There are very few Americans who are not familiar with the story of the brave little Dutch boy (aka Hans Brinker) who stuck his finger in the dike to save Holland, yet the story is not terribly popular in The Netherlands. And when I mentioned that it was something I would like to see, both Roderick and his father seemed quite astonished. "What is this fascination Americans have with Hans Brinker?" Wauter asked. But no sooner than I made my request, we were making the trek to Spaarndam, where the statue and the giant sluices (the enormous wooden gates used to keep out the water) are located. It would be much later that I learned why Americans are so quick to associate the mythic story with the country whose land is mostly below sea level. It turns out that the story is not actually of Dutch origin, but from a book written by Mary Elizabeth Mapes Dodge, an American author, in the late nineteenth century and, with typical Dutch humour, they provided a statue in which we American tourists can stick our fingers.
But it is with Willem van Oranje (William of Orange) or Willem de Zwijger (William the Silent), leader of the Dutch revolt against the Spanish and founder of the house of Oranje-Nassau, that the real Dutch mythology lies and it wasn't long before we headed south to Delft (the city which produces the famous pottery painted in the colour named after their city- Delft blue) to see his tomb.
We grabbed a quick snack (I had croquettes with spicy mustard, a traditional Dutch treat) next to the town hall (pictured above) in the center of the city, then walked across the plaza to New Church (Nieuwe Kerk) where the tomb is located. The outside of the church is a massive stone structure, left over from the days when it was a Catholic Basillica, with a tower that seems to pierce the sky. Once inside, however, the decorum becomes quite austere, characteristic of Dutch Reform Churches, and the lavish mausoleum stands in stark contrast to the rest of the interior. It was quite beautiful, with white marble and lots of gold trim, yet seemed oddly out of place in a church where iconoclasm was such a great concern.
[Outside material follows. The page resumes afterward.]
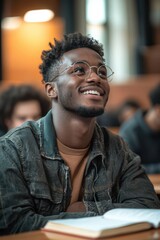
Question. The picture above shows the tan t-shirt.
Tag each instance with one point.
(76, 160)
As a student of religious history it was very interesting to see the inside of a Dutch-Reform Church (particulary the one which houses the world's largest pipe organ, clearly separating them from their Calvinist roots) and as a student of Dutch history, it was an absolute must see.
We drove back to Aerdenhout (the city in which the ten Woldes reside) and relaxed for a bit before Roderick and I headed to his uncle's beach restaurant in Zandvoort for dinner. I had gambas (colossal shrimp) that were swimming as recently as that morning and watched the kite surfers as the sun slowly set on the North Sea. It was a fantastic day!